The publication of specialized technical works is another highly revealing indicator of the state of Romanian nationality policy. Characteristic of the area are the applied practices of the state: literature for every specialized training in the minority languages is either unavailable or does not supply the demands of a society aiming at modern industrialization, thereby eliminating the nationalities from this process.

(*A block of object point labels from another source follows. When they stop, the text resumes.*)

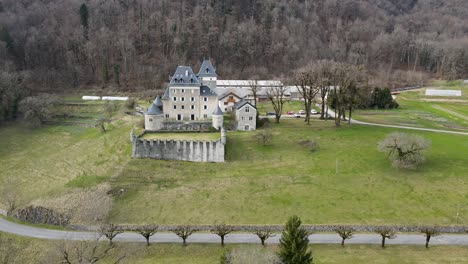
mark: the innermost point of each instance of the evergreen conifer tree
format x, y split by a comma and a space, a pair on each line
84, 19
294, 242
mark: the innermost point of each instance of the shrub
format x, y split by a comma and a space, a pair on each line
405, 150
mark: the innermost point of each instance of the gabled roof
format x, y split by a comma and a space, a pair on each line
206, 91
207, 69
154, 110
157, 101
242, 103
217, 110
184, 76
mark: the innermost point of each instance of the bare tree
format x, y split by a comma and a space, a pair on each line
307, 84
254, 89
276, 95
9, 195
147, 231
345, 232
385, 232
263, 233
184, 232
264, 136
111, 231
222, 230
429, 232
405, 150
86, 252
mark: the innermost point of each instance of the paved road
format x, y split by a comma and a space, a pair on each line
354, 121
244, 238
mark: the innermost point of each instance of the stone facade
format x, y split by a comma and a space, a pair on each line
186, 150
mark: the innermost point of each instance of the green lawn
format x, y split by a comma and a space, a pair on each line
419, 110
266, 184
46, 251
183, 136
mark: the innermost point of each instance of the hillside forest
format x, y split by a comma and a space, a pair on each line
134, 45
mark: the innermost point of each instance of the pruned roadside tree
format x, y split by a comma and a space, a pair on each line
294, 243
184, 232
404, 150
429, 232
386, 233
9, 195
263, 233
345, 232
276, 95
264, 136
86, 252
147, 231
307, 84
111, 231
222, 231
254, 89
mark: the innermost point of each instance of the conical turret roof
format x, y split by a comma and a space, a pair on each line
157, 101
217, 110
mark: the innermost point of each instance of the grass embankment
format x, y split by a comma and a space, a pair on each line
419, 110
38, 251
346, 181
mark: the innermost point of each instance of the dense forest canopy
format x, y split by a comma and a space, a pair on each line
61, 44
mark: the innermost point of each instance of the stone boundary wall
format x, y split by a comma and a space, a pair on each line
186, 126
186, 150
279, 228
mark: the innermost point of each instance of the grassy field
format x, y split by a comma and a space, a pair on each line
419, 110
182, 136
82, 170
266, 184
35, 251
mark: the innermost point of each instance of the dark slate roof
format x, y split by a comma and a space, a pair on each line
206, 91
166, 94
241, 103
154, 110
217, 110
157, 101
184, 76
207, 69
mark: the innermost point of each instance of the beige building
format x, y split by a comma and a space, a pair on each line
187, 98
246, 116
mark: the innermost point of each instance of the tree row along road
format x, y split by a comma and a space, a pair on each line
241, 238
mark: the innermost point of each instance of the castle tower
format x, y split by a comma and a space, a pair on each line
217, 117
207, 74
154, 118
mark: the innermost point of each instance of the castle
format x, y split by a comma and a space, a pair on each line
190, 102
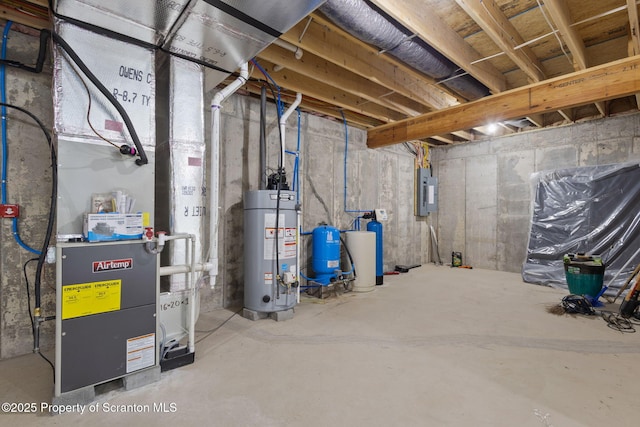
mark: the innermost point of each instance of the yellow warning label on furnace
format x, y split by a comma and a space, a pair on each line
84, 299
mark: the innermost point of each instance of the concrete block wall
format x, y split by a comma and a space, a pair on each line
28, 185
375, 179
485, 186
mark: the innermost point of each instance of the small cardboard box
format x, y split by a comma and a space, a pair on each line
113, 226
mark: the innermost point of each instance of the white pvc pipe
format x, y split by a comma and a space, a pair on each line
214, 179
283, 122
297, 52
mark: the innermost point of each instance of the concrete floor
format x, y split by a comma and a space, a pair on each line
432, 347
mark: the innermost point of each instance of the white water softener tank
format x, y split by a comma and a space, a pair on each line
270, 250
362, 246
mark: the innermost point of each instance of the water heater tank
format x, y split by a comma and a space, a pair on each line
270, 250
326, 253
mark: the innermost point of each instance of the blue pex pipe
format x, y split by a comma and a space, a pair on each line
3, 98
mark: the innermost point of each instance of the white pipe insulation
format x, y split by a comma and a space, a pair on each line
283, 121
214, 178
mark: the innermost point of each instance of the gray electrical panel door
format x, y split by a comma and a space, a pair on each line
426, 192
106, 312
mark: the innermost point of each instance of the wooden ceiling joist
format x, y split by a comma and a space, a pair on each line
634, 35
324, 92
561, 17
491, 19
331, 44
612, 80
343, 81
429, 27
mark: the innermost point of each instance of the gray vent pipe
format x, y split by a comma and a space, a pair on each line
361, 20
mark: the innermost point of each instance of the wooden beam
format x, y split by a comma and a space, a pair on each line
332, 44
344, 81
429, 27
634, 35
561, 16
498, 27
613, 80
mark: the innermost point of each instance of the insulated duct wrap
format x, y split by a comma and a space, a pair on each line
180, 174
145, 20
86, 163
221, 34
584, 210
368, 24
126, 71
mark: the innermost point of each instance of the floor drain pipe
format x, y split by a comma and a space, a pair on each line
214, 179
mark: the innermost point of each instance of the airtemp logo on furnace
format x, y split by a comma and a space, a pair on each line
113, 264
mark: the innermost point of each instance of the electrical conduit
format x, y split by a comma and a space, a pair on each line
214, 179
3, 99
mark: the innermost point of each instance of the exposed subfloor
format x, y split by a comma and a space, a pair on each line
433, 347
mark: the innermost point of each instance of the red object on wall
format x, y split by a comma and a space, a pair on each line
9, 211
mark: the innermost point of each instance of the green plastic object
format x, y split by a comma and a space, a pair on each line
584, 274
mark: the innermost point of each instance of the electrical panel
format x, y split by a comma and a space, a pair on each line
426, 192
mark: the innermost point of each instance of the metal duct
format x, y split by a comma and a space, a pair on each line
368, 24
220, 34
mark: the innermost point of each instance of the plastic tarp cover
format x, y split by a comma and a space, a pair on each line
594, 210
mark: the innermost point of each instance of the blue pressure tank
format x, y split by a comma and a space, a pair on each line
376, 227
326, 253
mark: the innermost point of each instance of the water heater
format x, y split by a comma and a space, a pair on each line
270, 250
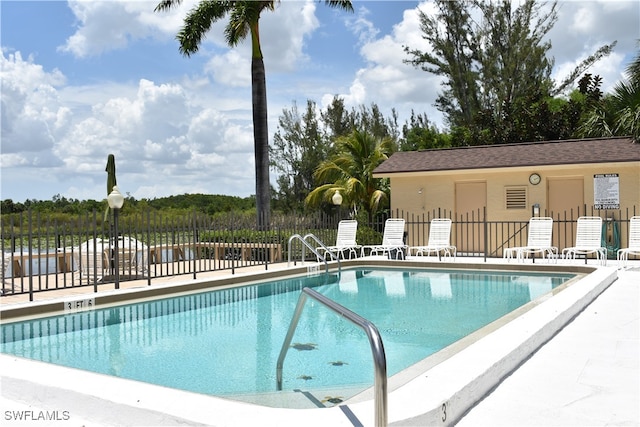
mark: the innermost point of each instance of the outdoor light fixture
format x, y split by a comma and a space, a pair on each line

Although the national minorities have often raised this issue at official gatherings,52 the authorities have refused to consider importing such works from Hungary or the Federal Republic of Germany. In light of these facts, it must be concluded that the promises and resolutions of 1971 have had no real results. On the contrary: since 1977, for example, the number of natural science and popular books on scholarly topics published in Hungarian language was reduced by half. 53
The supply of the nationalities in Romania with imported books and publications, a vital factor for the preservation of their cultural and ethnic existence, is stifled, when not completely stopped, by the current political leadership through extraordinary restrictions. This even applies to imports from socialist states within the East bloc, although there is a cooperation agreement between Hungary and Romania for exchanges of books and between publishing houses. According to the bilateral agreement, the two sides have committed themselves to importing equal numbers of books, newspapers and films. A telling example of the one-sidedness of this agreement is the fact that while on the Hungarian side, the full quota of books to be imported from Romania is made use of, the Romanian state imports books from the neighboring country only in restricted quantities. While Romanian book exports to Hungary average between 11,000 and 12,000 books each year, imports from Hungary are never more than 1,300-1,400 books per year.54 It should be noted that, while Romania has about 2.3 million Hungarians, the Romanians in Hungary number 12,600. Since the meeting of the Congress of Political Education and Socialist Culture in June 1976, books considered for import from abroad are subject to even more stringent controls, based on ideological considerations.
In 1974, the system of book publishing was reorganized and new restrictions were introduced. The partial decentralization carried out in 1970 was reversed and direction was taken over by a newly founded organ, the Central Publisher (Centrala Editoriala). Its functions include, among other things, the compilation of publishers' plans and regulation of the size of editions in line with the cultural policy of the RCP and the state.